Art. 1.694. Podem os parentes, os cônjuges ou companheiros pedir uns aos outros os alimentos de que necessitem para viver de modo compatível com a sua condição social, inclusive para atender às necessidades de sua educação.

§ 1o Os alimentos devem ser fixados na proporção das necessidades do reclamante e dos recursos da pessoa obrigada.

§ 2o Os alimentos serão apenas os indispensáveis à subsistência, quando a situação de necessidade resultar de culpa de quem os pleiteia.

Art. 1.704. Se um dos cônjuges separados judicialmente vier a necessitar de alimentos, será o outro obrigado a prestá-los mediante pensão a ser fixada pelo juiz, caso não tenha sido declarado culpado na ação de separação judicial.

Parágrafo único. Se o cônjuge declarado culpado vier a necessitar de alimentos, e não tiver parentes em condições de prestá-los, nem aptidão para o trabalho, o outro cônjuge será obrigado a assegurá-los, fixando o juiz o valor indispensável à sobrevivência.

Estes artigos, com exceção do parágrafo único do art. 1.704[1], garantem, através do instituto dos alimentos civis, a fixação destes de modo compatível com a condição social do alimentando. Isso, contudo, não significa que seu padrão de vida não poderá ser alterado.

Isso porque, como já mencionado, os alimentos serão prestados de acordo com necessidade de quem precisa e a capacidade de quem os presta, ou seja, de acordo com o trinômio proporcionalidade-necessidade-possibilidade. Desta maneira, qualquer modificação do status de quem recebe ou de quem tem o dever de prestar alimentos vai mudar o quantum devido.

Assim, percebe-se que, ao fixar alimentos, o juiz deve-se fazê-lo de forma que garanta a manutenção da pessoa de maneira a proporciona-lhe uma vida digna. Deve observar ainda, o referido trinômio, para não ocorrer desproporcionalidades nos valores sentenciados.

Diante do acima exposto, fica evidente que a partir de 1988 grande parte do Direito Civil foi inserido na Constituição, e uma prova disto é que a idéia central na obrigação de alimentos assenta no princípio da solidariedade familiar. Frise-se ainda, que os alimentos devem se destinar, em sua maioria, à manutenção da condição social (lazer, saúde, educação, transporte, etc.) e não somente ao estritamente necessário para sobrevivência.

Bibliografia

CAHALI, Yussef Said. Dos Alimentos.4ª ed., São Paulo:Revista dos Tribunais, 2002.

DIAS, Maria Berenice. Manual de Direito das Famílias. Porto Alegre: Livraria do Advogado, 2005.

FACHIN, Luiz Edson. Direito de Família – Elementos críticos à luz do novo Código Civil brasileiro. Rio de Janeiro: São Paulo: Renovar, 2003.

FARIAS, Cristiano Chaves de. Temas Atuais de Direito e Processo de Família.Rio de Janeiro: Lúmen Juris, 2004.

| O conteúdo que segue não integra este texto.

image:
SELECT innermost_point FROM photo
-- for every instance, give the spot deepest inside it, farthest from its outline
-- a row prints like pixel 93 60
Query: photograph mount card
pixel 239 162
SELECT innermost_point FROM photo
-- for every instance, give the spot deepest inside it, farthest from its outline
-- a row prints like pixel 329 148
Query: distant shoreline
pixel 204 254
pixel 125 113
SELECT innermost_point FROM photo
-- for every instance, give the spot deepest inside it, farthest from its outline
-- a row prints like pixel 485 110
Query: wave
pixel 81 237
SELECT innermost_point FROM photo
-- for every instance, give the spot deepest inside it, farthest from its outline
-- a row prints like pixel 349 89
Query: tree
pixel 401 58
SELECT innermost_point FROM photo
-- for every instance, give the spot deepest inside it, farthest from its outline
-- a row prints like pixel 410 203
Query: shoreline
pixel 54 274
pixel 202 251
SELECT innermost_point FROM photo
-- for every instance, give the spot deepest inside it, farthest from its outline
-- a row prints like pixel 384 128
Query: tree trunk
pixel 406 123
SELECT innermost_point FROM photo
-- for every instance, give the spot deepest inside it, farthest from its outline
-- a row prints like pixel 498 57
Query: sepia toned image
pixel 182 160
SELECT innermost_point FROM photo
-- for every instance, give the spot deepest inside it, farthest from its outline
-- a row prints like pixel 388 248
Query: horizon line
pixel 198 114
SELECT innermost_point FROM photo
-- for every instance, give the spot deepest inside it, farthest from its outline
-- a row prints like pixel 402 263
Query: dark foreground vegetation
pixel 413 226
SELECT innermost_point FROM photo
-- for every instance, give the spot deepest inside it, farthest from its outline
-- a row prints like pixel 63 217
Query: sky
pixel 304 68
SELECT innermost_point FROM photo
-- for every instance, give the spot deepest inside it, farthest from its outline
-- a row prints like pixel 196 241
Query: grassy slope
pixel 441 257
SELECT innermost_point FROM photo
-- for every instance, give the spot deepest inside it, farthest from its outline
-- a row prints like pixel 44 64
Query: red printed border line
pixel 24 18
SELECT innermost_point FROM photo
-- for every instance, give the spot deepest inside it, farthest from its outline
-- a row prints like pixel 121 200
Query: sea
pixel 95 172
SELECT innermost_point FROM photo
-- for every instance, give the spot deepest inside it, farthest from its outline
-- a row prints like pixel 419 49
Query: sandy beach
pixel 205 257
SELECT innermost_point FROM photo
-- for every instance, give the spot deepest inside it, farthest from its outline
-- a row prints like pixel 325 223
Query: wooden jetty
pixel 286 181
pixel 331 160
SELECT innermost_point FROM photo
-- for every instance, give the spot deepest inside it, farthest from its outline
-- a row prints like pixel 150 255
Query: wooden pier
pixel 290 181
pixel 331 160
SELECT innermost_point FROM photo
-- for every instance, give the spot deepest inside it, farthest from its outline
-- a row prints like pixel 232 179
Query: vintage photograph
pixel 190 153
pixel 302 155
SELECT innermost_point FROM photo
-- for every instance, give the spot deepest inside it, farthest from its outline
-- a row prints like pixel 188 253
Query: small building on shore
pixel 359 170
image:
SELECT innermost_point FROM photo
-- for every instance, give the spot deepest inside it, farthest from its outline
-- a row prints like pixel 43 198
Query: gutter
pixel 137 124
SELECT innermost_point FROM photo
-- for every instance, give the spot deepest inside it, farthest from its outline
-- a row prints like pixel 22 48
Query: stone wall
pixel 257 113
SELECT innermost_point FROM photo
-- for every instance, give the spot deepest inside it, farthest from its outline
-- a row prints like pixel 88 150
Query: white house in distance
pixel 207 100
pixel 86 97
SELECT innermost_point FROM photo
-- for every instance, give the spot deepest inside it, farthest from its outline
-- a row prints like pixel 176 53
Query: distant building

FARIAS, Cristiano Chaves de; ROSENVALD, Nelson. Direito Civil - Teoria Geral. Rio de Janeiro: Lumen Juris, 2007.

GOMES, Orlando. Direito de Família. Revista Atualizada por Humberto Theodoro Júnior. Rio de Janeiro: ed. Forense, 1999.

PEREIRA, Rodrigo da Cunha. Alimentos no Código Civil – Aspectos civil, constitucional, processual e penal. São Paulo: Saraiva, 2007.

WELTER, Belmiro Pedro. Alimento no Código Civil. São Paulo: IOB, 2004.